Many of the men who serve as crew on Chinese ships are, in effect, captives engaged in forced labour. We interviewed more than four dozen of them and found that many had contracts obligating them to stay at sea for extended periods, sometimes spending more than three years without seeing land. That’s three years at sea, without returning to land, not three years just as a crew member. Why so long? The main reason is the industrial and global way that seafood is now harvested, transported, and processed. As near-shore fish stocks have collapsed, fleets – especially the huge Chinese fleet – have begun travelling further and staying at sea longer in hopes of maximising their haul. This trend is facilitated by a popular system called ‘at-sea trans- shipment’, where ship captains avoid coming to shore and instead offload their catch to refrigeration ships in the middle of the ocean. Two to three years is now a common amount of time for crew aboard Chinese distant-water fishing vessels to spend at sea.

Not surprisingly, these vessels are rarely stocked with enough fresh vegetables to keep crew members healthy. Typically for long trips they stock rice and instant noodles, which are cheap, calorie-rich, and slow to spoil. The vegetables, fruit, and meat eaten on these ships tends to be canned or dried, making them low in B1 and other nutrients, and high in salt, sugar, and preservatives. Ship cooks also frequently mix rice or noodles with raw or fermented fish, and they supplement meals with coffee and tea, all of which are high in an enzyme called thiaminase, which destroys B1. An additional problem is that the body requires more B1 when carbohydrates are consumed in large amounts and during periods of intense exertion, both of which are conditions that prevail on distant-water fishing vessels.

On one Chinese ship that we boarded while it was fishing in the Pacific Ocean, the cook told us that his ship had no fresh fruits or vegetables at all.
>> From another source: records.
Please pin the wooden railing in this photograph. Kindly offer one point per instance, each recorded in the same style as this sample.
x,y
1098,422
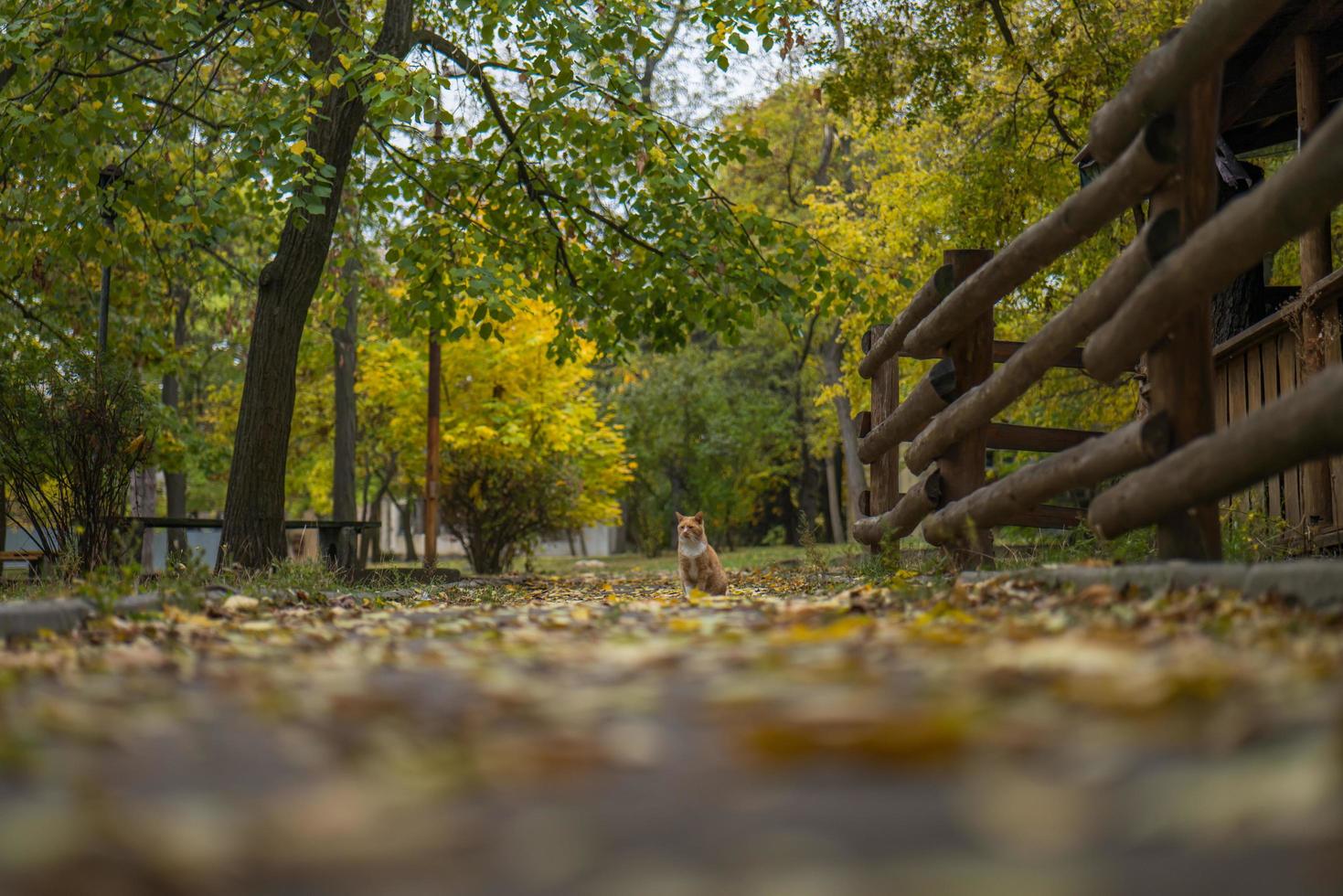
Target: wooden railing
x,y
1158,139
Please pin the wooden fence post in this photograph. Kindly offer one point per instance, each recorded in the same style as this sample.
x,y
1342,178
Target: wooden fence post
x,y
964,464
1319,325
1180,367
884,485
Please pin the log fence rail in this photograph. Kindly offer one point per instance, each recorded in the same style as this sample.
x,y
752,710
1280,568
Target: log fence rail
x,y
1262,411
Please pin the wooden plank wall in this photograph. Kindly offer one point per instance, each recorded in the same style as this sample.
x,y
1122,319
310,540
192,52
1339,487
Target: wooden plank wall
x,y
1244,382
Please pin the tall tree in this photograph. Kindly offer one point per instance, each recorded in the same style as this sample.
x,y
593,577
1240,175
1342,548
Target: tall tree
x,y
556,174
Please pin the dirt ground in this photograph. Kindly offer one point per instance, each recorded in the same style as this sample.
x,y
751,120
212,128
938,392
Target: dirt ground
x,y
598,733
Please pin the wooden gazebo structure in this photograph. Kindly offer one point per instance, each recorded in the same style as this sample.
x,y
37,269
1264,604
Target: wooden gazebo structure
x,y
1276,91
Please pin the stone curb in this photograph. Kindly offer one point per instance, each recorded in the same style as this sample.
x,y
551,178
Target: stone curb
x,y
26,618
1315,583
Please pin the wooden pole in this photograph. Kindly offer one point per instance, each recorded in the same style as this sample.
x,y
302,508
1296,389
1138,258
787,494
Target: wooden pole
x,y
432,454
1180,367
1054,341
933,394
924,301
1319,325
1158,83
1283,208
1088,464
922,498
1143,166
1296,427
964,464
884,483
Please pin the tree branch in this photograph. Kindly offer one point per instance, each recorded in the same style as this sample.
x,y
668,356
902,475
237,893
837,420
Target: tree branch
x,y
1051,112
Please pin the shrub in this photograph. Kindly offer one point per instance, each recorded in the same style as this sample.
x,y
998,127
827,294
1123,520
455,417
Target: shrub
x,y
500,507
70,434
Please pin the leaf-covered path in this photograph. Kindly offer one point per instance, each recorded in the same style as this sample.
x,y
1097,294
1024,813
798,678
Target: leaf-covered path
x,y
603,735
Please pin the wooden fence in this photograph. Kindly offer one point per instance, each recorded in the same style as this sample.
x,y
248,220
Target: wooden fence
x,y
1276,409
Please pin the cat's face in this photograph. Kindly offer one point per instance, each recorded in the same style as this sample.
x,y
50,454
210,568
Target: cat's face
x,y
690,528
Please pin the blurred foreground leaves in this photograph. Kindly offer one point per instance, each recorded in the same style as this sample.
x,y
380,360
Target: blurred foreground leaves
x,y
603,735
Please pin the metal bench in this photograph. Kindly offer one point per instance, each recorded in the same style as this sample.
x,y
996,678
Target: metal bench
x,y
31,558
328,531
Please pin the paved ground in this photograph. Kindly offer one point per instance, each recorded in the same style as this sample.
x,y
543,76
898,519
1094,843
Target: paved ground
x,y
602,735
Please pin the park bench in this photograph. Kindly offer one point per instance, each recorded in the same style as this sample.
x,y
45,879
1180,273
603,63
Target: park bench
x,y
328,531
31,558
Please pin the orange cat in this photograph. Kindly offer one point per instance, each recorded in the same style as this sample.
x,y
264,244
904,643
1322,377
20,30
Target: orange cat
x,y
700,566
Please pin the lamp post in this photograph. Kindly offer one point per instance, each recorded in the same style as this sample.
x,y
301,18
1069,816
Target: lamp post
x,y
106,179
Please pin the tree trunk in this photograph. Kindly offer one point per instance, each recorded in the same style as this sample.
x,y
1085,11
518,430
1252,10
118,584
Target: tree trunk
x,y
404,511
175,481
856,480
833,495
143,498
344,340
254,508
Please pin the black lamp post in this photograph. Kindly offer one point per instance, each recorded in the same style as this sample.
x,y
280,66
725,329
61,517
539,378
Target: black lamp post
x,y
106,177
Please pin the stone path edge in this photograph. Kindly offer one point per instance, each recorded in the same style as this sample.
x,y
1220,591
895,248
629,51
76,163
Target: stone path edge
x,y
1315,583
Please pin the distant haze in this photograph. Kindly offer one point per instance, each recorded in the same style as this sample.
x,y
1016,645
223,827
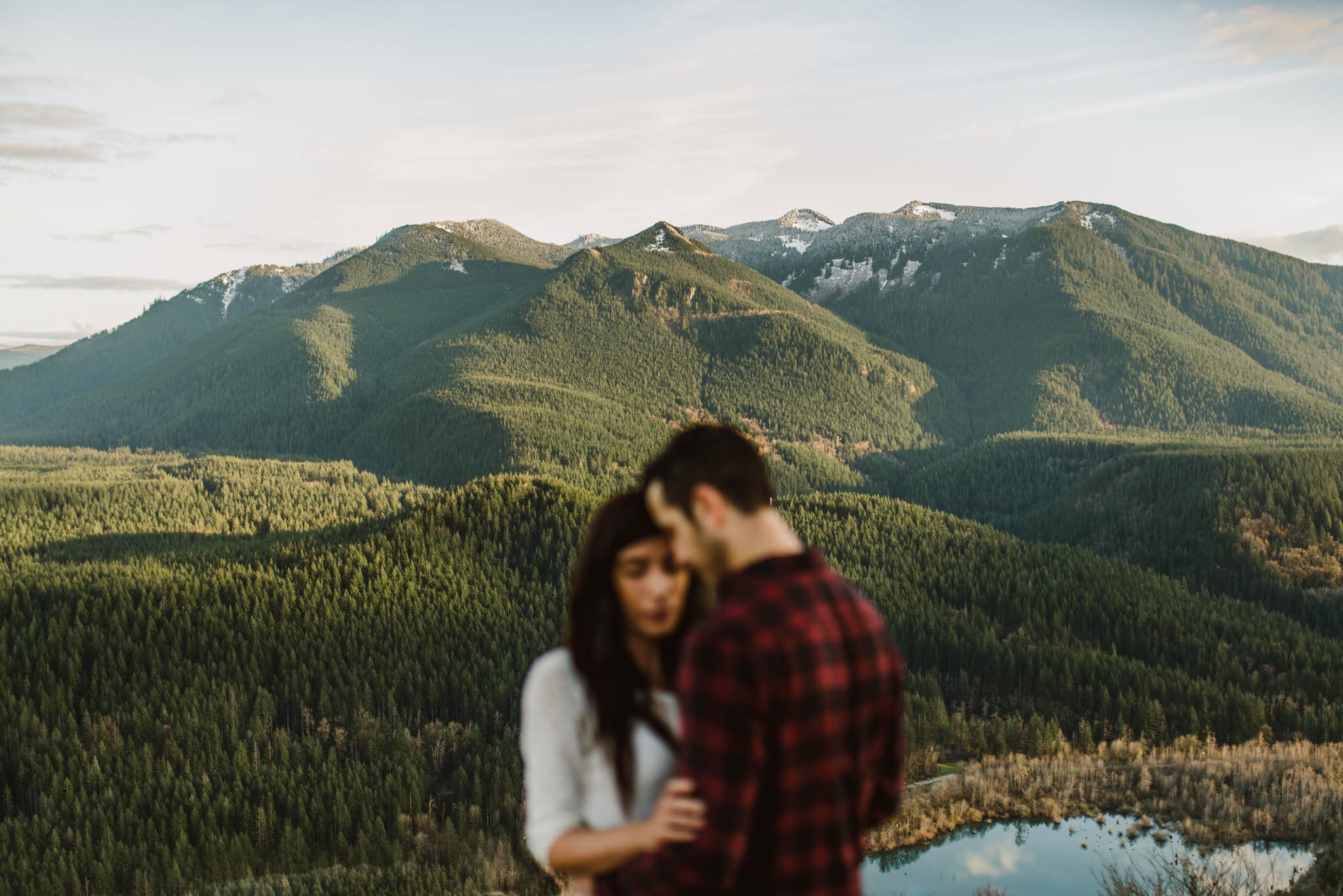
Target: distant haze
x,y
153,147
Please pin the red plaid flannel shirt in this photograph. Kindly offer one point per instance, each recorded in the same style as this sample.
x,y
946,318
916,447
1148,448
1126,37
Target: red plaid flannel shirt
x,y
792,703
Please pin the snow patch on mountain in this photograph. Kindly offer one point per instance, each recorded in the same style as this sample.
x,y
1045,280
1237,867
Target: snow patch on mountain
x,y
233,281
837,279
805,220
657,245
1091,218
921,210
591,241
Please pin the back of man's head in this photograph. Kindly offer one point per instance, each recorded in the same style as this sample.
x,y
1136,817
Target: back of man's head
x,y
715,456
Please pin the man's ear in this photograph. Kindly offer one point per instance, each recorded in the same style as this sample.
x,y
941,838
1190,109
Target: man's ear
x,y
708,507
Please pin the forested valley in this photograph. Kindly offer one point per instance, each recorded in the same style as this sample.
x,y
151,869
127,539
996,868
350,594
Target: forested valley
x,y
226,669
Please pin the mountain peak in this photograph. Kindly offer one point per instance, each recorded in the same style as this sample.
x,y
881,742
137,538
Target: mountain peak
x,y
662,238
591,241
806,220
927,211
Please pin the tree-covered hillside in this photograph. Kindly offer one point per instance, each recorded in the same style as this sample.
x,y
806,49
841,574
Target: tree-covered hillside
x,y
222,668
1079,317
431,357
1260,519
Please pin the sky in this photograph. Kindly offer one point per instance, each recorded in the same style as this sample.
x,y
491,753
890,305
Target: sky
x,y
147,147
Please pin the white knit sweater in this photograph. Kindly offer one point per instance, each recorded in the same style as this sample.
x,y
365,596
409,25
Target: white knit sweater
x,y
569,778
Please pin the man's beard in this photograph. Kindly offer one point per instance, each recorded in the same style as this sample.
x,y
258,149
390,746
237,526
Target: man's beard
x,y
715,559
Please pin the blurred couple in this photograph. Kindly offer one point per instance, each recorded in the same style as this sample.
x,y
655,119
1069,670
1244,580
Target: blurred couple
x,y
725,712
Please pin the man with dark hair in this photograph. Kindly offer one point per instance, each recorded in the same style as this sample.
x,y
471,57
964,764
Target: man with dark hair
x,y
792,693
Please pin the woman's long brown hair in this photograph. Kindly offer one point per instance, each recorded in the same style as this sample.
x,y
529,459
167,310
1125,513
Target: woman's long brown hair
x,y
620,691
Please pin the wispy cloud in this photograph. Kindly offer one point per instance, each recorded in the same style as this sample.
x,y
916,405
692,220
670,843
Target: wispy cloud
x,y
102,282
234,97
115,235
1323,245
1262,34
85,152
77,331
46,115
22,83
1180,94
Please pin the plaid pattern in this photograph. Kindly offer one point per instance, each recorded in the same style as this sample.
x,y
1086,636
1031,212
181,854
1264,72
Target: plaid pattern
x,y
792,700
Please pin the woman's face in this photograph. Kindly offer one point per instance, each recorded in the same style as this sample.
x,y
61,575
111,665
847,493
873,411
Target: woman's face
x,y
651,586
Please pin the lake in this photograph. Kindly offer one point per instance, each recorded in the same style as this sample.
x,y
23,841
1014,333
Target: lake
x,y
1041,859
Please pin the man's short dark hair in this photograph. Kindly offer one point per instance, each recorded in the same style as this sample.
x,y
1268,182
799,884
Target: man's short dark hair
x,y
716,456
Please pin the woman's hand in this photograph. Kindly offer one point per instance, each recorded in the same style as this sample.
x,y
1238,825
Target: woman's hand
x,y
677,819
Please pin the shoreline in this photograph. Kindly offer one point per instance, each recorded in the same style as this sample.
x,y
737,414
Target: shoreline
x,y
1212,796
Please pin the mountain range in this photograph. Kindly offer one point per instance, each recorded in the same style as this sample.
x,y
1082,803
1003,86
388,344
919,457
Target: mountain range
x,y
932,325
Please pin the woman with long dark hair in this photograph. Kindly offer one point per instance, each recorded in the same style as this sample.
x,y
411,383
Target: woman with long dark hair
x,y
599,719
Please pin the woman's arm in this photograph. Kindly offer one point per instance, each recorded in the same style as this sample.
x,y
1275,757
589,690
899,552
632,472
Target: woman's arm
x,y
676,820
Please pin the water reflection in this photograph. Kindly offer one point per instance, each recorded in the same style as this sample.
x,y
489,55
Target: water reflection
x,y
1051,860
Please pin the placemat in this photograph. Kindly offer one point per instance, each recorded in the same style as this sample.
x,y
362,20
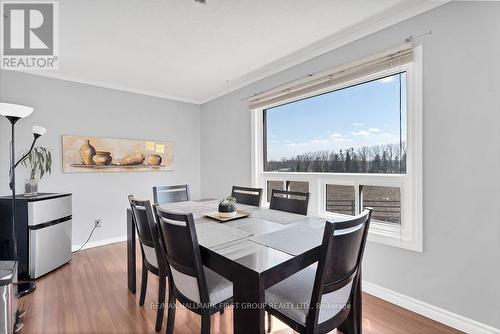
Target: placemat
x,y
293,240
211,234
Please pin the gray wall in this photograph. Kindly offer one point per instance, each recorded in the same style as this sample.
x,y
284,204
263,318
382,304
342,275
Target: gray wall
x,y
458,269
67,108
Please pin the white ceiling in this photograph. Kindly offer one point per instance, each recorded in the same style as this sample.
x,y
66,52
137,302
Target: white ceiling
x,y
188,51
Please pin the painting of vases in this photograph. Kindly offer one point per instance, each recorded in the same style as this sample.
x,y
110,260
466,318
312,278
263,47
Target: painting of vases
x,y
96,154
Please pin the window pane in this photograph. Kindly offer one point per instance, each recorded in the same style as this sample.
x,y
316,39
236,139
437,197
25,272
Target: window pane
x,y
358,129
297,186
273,185
340,199
385,202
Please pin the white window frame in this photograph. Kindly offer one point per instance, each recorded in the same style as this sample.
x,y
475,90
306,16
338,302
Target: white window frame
x,y
409,235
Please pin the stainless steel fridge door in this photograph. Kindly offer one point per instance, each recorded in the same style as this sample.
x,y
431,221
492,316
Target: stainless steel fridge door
x,y
50,247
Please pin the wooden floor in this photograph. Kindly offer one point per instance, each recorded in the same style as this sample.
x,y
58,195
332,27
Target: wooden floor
x,y
89,295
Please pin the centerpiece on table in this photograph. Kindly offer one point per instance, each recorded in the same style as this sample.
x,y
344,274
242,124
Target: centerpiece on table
x,y
227,207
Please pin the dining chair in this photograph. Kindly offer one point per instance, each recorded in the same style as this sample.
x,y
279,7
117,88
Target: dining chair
x,y
321,298
153,259
197,287
246,195
171,194
289,201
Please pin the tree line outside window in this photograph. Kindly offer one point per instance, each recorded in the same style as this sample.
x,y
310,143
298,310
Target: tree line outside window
x,y
376,159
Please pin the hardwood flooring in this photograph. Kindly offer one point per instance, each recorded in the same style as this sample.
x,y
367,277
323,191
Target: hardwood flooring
x,y
90,295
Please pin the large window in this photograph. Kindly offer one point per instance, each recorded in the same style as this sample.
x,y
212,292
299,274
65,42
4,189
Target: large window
x,y
352,145
357,129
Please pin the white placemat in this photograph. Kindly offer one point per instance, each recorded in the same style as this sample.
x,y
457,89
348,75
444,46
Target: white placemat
x,y
277,216
293,240
212,234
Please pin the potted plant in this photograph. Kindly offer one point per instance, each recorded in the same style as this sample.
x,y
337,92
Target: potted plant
x,y
227,207
38,163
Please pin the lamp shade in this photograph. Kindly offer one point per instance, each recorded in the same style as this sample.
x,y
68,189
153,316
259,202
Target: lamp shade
x,y
39,131
15,110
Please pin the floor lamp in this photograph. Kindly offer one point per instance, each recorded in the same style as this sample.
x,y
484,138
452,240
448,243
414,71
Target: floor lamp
x,y
14,112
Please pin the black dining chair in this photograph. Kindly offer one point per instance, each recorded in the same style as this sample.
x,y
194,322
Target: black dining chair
x,y
321,298
171,194
246,195
289,201
198,288
153,259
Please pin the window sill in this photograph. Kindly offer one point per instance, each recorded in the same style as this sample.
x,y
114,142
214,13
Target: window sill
x,y
383,233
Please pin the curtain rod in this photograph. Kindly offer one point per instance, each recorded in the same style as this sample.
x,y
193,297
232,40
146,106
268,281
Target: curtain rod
x,y
408,40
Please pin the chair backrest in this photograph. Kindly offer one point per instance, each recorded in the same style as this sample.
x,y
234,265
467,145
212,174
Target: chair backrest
x,y
171,194
148,233
245,195
180,243
289,201
339,263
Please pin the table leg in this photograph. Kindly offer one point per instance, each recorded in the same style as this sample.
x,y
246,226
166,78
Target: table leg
x,y
130,252
248,298
353,323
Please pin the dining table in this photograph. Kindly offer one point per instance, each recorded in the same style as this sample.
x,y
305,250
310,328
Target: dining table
x,y
254,253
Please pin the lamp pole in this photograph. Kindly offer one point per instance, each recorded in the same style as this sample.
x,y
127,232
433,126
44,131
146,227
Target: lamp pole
x,y
12,181
23,288
14,112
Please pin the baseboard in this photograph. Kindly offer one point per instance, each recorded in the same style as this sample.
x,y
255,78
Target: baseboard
x,y
430,311
98,243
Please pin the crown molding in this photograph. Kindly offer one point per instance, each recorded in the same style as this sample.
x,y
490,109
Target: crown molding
x,y
335,41
103,84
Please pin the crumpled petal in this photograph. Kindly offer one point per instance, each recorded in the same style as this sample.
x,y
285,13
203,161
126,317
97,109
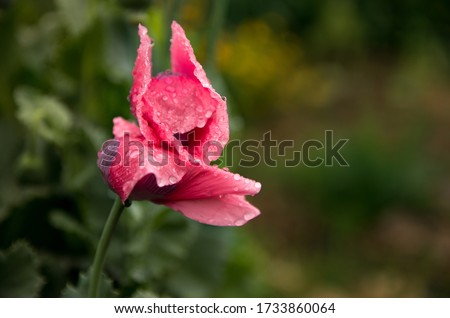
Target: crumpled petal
x,y
182,57
142,77
142,71
135,158
202,182
226,210
184,62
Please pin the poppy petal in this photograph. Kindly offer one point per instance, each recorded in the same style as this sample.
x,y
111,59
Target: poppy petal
x,y
227,210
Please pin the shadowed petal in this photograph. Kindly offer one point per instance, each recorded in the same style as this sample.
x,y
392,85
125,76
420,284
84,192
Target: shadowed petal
x,y
142,77
129,158
227,210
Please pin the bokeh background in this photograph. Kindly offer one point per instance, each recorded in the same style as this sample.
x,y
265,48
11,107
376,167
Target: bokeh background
x,y
374,72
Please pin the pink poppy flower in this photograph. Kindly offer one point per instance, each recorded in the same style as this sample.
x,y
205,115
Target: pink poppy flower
x,y
182,127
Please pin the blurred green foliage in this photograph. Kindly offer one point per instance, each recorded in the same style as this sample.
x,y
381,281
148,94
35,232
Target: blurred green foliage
x,y
377,73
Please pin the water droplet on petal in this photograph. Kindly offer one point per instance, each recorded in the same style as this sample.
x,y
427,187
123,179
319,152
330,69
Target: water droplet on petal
x,y
201,123
172,180
248,216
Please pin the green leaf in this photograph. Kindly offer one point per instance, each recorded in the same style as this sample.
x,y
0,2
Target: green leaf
x,y
19,272
81,290
43,115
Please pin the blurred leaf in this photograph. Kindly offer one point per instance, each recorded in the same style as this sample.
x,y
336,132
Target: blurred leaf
x,y
77,15
82,288
19,272
202,271
43,115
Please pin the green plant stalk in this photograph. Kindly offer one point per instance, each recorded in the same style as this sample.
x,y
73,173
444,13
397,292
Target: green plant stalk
x,y
102,247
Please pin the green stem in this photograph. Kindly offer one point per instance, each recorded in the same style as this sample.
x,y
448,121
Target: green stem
x,y
99,259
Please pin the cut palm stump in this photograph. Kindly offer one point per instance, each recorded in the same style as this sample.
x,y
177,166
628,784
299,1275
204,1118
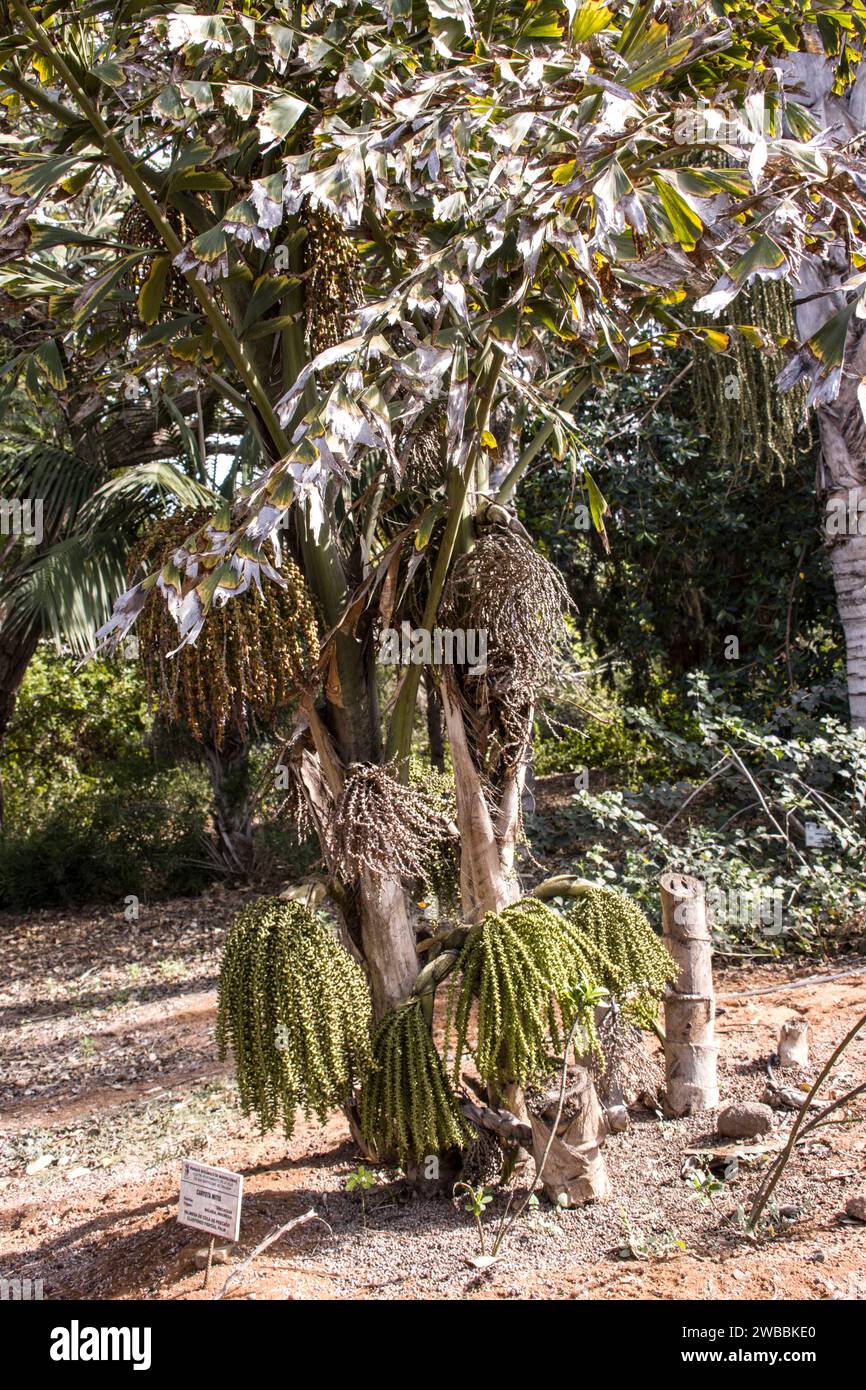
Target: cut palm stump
x,y
690,1004
573,1171
794,1043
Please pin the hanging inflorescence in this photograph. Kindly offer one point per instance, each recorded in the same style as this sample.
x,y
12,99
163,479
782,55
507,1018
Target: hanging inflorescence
x,y
252,659
382,826
521,968
407,1105
295,1011
751,423
332,280
136,230
622,936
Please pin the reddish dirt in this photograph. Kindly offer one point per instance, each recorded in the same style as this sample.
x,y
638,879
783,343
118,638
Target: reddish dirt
x,y
110,1077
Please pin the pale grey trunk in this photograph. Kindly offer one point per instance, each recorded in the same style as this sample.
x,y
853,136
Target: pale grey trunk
x,y
841,478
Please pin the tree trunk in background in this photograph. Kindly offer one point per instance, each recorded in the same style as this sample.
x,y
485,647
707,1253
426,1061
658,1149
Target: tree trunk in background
x,y
17,647
841,477
228,769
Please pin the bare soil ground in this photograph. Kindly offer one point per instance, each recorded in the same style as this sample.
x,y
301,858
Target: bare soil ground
x,y
109,1076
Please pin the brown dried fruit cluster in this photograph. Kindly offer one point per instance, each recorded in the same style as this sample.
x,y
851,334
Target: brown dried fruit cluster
x,y
253,658
332,280
382,826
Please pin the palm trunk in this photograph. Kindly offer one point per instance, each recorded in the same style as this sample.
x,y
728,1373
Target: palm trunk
x,y
485,884
841,476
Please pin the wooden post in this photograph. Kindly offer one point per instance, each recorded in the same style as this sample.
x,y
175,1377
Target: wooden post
x,y
690,1005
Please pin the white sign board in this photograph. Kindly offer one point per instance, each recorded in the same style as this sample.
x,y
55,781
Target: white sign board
x,y
818,836
210,1200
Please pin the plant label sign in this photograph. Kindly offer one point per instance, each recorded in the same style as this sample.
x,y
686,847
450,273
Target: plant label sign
x,y
210,1200
818,837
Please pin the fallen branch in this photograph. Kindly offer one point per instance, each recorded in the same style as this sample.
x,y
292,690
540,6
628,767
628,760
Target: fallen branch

On another Chinese vessel, located on the South Atlantic Ocean, north of the Falkland Islands, a deckhand in the mess hall, where the workers eat, gestured toward a bag of rotten and blackened cabbages and onions, the only vegetables on the ship. Since beriberi tends to be painful and slow- acting, victims typically see it coming before it kills them. On a trip to Jakarta, Indonesia, in 2020, we met a half dozen young men who told us about an outbreak of beriberi in 2019 on a Chinese squid ship called the Wei Yu 18. One member of their crew died because the captain refused to bring him to shore, even when he begged to return home.

We learned of many similar stories during our investigation. Captains often refuse to carry sick or injured crew back to shore because of the time and expense required to do so. It can also be difficult to transfer sick crew members to other boats, because swells make it dangerous for large ships to get close to each other, and most fishing ships don’t have small skiffs to traverse the water between vessels.

Chinese ships are not the only ones with crew dying from beriberi. When the Thai government researched a 2016 outbreak on two trawlers in its fleet, both of which had stayed at sea for at least nine months, it found that the ships carried 32 crew with beriberi, some of whom were Cambodian and victims of forced labour. Six other crew members had died earlier from the disease, their bodies thrown overboard at sea. In its report, the Thai government recommended that all fishing companies should be required to provide B1 supplements to crew on ships that stay away from shore longer than 30 days.

This type of captivity and neglect is not a far-away problem. They are indicators of a larger set of indefensible practices that long-haul fishing captains are engaging in as they roam the high seas and harvest fish at an industrial scale in order to satisfy our ever-growing demand for seafood. The products of these crimes are ending up on our store shelves.